I worked in a place where I was not responsible for engineering issues relating to testing before units were sent off to final assembly and calibration. But... Components were backed up about 45-50 deep, and each assembled unit sold for $25,000 for a base model.

Now, if I solved the problem, I'd get a pat on the head, and a $5 starbucks card. Whee! If the line lead somehow "solved" the problem, she'd be awarded some astounding compensation, because she went above and beyond. So, it took about 20 minutes to BS up a way that she could discover the problem based on what her skillsets were, so as not to look suspicious about how she would know what a boot up sequence was, where the code was loaded into the CPU, etc, etc.

Now, the engineer, and employee number 5 in the company was stumped, completely. He was getting on in years though, so oh well.

It just so happened that the chips that should have been programmed did not have the stickers on them to say what they were programmed with. Not a single one of 5 chips on each board, and each different chip was on a roll of about 500. Doing the math, that averted a disaster of probably several MILLION in delayed sales, or possible canceled orders. And god knows how many WEEKS of engineering time before someone checked to see if there was code on the eeproms, etc.

So, 3 weeks later, the line lead and her husband were off on a vacation to Hawaii, she looked red as a lobster when she got back, but she seemed happy.

Of course, everyone knew who solved the problem, but nobody was going to tell the corporate nitwits, and cheat someone out of a five figure award so I could get my $5 starbucks card.

Still, on another incident, I got kinda pissed, and lit a fire under an engineer to get something done, because otherwise, one cell that had about 30 people scheduled for the weekend, that time would be pissed down the drain.
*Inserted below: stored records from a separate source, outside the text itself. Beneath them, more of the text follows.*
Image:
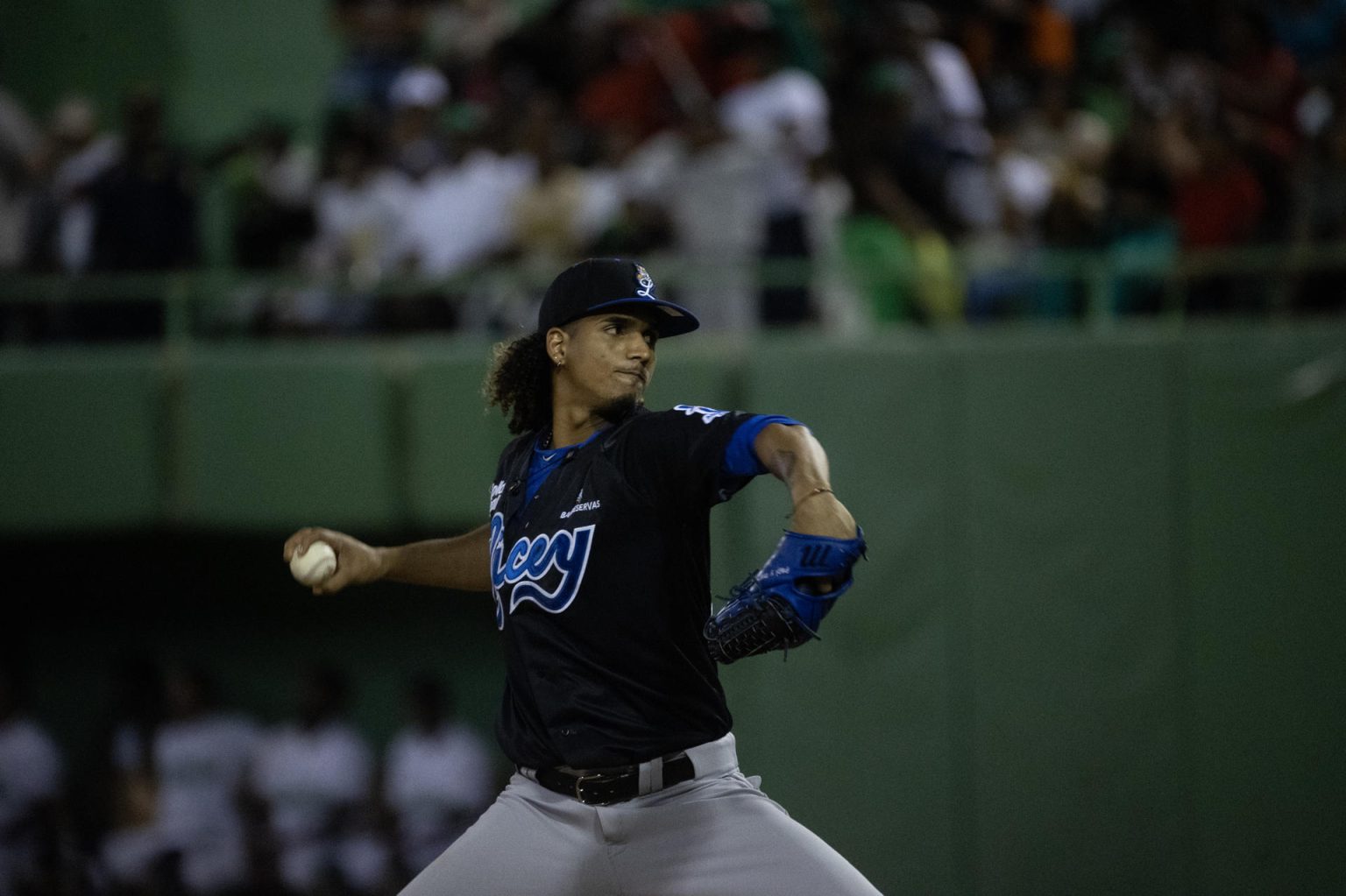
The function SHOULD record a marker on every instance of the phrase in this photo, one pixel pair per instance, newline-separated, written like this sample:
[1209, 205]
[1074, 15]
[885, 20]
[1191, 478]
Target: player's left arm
[795, 456]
I happened that I could solder, so I helped bang out like 60 boards on a friday, in about 2 hours of overtime. The cell lead made sure I got my starbucks card. Which was lots of laughs all around. I saved the company a mid six figures, and got $5 of sweet sweet starbucks. :D Plus the gal who was soldering next to me. Everyone was red faced because they knew what total bullshit it was to get such a chickenshit reward for such a big game saver. lol!
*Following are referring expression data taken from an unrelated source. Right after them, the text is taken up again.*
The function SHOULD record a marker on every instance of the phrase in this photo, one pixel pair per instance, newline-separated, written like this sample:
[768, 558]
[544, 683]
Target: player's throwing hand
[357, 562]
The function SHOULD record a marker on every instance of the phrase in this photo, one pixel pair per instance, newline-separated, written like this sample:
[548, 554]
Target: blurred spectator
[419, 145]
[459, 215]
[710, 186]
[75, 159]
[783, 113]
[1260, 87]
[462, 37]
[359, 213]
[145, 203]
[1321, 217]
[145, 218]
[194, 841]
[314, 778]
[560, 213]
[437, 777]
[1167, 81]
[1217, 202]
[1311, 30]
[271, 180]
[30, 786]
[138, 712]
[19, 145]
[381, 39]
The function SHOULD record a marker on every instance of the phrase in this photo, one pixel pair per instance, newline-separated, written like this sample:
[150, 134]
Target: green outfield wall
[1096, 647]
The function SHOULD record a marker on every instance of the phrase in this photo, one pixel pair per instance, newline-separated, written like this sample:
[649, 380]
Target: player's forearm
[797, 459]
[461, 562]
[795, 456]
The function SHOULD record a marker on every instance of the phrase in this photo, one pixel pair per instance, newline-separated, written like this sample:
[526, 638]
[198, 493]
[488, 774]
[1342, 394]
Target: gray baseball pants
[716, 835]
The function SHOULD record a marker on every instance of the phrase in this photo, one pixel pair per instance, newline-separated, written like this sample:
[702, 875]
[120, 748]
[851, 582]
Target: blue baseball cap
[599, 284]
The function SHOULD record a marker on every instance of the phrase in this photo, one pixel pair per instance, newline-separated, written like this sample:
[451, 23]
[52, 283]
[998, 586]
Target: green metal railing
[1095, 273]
After that, they started putting pressure on the fearless leaders of the company to revise the rewards system. Because one person, that being me, had saved the company about $1.5 mil on two incidents, and got a whopping $5. Both incidents, I had to do work that was way way the hell out of my area of responsibility. The head of the factory was glad to have me there, the second in command, just gave me the stinkeye all the time, and figured I was some sort of spy, slacker playing possum, evildoer, or general ne'er do well. What can I say, Ted was a dick. lol!